The Web is an outstanding marketplace for much that is rare, old or unusual, allowing scattered collectors to chat about their passions and expand their stashes. There are sites selling or auctioning stamps, coins, snuff bottles, Batman memorabilia, vintage cameras and telescope parts. One that has international delivery and allows secure online transactions is Stones & Bones (www.stonesbones.com). This site claims to offer an assortment of "museum quality fossils andmineral specimens" costing from $10 to $5,000. Look here if you seek meteorites, bear skulls or Jurassic-age ammonites (pictured).
FOR OLD MEDIA ENTHUSIASTS
Book lovers, that is. There are numerous booksellers on the Web, including the U.S.-based www.amazon.com and www.barnes&noble.com. Standard airmail delivery to Asia takes two to three weeks. But in addition to the well known U.S. sites, there are interesting specialized distributors. Cantonese readers, for example, can find Chinese literature and translations at Chinese Books Cyberstore -- www.chinesebooks.net. The site offers a particularly wide selection of romance novels. Top sellers include a translation of The Diving Bell & the Butterfly, chronicling the last months of French magazine editor Jean-Dominique Bauby.
JUST YOUR CUP OF TEA?
If it's hard for you to distinguish among the 16 teas at your supermarket, don't shop for tea on the internet. But if you know the difference between Tieguanyin and Phoenix Bird oolong -- or would like to -- you will enjoy Holy Mountain Trading Company, www.holymtn.com. The site offers hundreds of rare and exotic teas, from Chinese and Japanese green, to jasmine, oolong, black and white. It also carries a breathtaking selection of teapots. A bonus: tea-making guidance and history and stories related to the ancient culture of tea-drinking.

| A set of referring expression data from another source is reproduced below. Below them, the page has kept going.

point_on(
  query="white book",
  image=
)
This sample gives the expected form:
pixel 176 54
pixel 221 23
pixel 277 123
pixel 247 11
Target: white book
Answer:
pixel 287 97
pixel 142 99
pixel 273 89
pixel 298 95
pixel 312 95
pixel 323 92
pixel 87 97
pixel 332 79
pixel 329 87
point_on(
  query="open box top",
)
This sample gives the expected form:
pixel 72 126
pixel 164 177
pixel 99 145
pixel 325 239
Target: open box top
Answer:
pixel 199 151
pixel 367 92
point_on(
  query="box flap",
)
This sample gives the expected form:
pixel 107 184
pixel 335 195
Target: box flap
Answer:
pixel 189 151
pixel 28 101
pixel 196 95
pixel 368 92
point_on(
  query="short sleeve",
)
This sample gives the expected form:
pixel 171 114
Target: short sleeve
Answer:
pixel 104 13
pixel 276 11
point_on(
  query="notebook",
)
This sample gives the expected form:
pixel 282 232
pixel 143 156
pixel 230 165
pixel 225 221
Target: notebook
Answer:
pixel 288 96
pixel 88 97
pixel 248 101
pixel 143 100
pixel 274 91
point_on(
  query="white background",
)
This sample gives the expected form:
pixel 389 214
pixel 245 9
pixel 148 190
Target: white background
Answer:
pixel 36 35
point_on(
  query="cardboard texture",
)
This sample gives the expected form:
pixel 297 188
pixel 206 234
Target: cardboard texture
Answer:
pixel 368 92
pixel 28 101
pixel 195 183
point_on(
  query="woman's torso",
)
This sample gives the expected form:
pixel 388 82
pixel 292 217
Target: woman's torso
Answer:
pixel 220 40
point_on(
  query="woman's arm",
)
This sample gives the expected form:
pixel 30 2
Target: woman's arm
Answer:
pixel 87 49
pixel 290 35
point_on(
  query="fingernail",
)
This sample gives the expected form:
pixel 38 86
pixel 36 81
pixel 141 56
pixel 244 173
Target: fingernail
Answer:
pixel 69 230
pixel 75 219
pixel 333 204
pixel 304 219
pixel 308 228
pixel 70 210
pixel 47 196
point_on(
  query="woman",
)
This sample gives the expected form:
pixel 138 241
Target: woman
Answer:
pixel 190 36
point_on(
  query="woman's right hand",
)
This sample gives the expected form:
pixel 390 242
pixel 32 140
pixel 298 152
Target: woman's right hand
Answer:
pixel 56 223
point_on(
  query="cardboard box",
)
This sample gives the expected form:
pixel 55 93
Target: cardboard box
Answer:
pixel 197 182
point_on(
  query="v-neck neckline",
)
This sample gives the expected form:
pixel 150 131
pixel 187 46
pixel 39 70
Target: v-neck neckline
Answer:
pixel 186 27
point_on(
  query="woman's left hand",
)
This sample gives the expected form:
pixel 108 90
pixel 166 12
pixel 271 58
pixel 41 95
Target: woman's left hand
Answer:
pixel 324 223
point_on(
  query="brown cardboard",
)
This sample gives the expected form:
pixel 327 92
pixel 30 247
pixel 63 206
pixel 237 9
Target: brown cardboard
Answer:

FOR THE CRAFTY AND CURIOUS
Couldn't get to Bali last weekend? Tibet? Nepal? Got there but didn't have enough room in your luggage to cart back curios? Order them online. Tibetan and Nepalese gifts are to be found at Tibet/Nepal Imports, www.twotone.net/tibet. Ordering is via low-tech fax or phone, and they're not set up to accept credit cards, but they do ship internationally from their base in California. For Balinese crafts try Pacific Rim International at www.pri.net. Ignoring just how cheap the items would be if you were on the ground buying them, the prices are reasonable. Masks (pictured) are from $60 to $80. A nice touch is Web-head Josh Sklar's personal stories about finding the items in their native environment.